Provable and Robust Wavefront Sensing via Self-Reference Interferometry

Wavefront sensing involves estimating the phase and intensity of light, enabling a wide range of imaging applications, from adaptive optics and astronomy to biomedical imaging. Since conventional image sensors can only measure the spatial intensity distribution, phase retrieval arises as the central problem in wavefront sensing. Conventional interferometric approaches like phase-shifting interferometry (PSI) can recover phase information, but they rely on a stable reference beam that is difficult to realize in practical settings. To overcome this limitation, we propose a novel self-reference framework that relies on interference between shifted copies of the incoming wave; this results in pairwise phase differences between shifted pixels.
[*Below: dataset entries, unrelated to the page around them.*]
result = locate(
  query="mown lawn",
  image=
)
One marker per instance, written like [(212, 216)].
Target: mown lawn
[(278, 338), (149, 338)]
We formulate an analytical solution for the complete phase retrieval based on the propagation of these differences across a connected graph. Furthermore, we provide a theoretical analysis of optimal measurement patterns, proving that co-prime shifts guarantee a connected graph and bound worst-case error accumulation, yielding a provably robust method. Extensive simulations demonstrate that complete phase profiles can be recovered from as few as eight shifted measurements, outperforming several existing approaches. Finally, we validate our framework using a hardware prototype, demonstrating real experiments for optical phase profile recovery, auto-refocusing, and imaging through scattering media.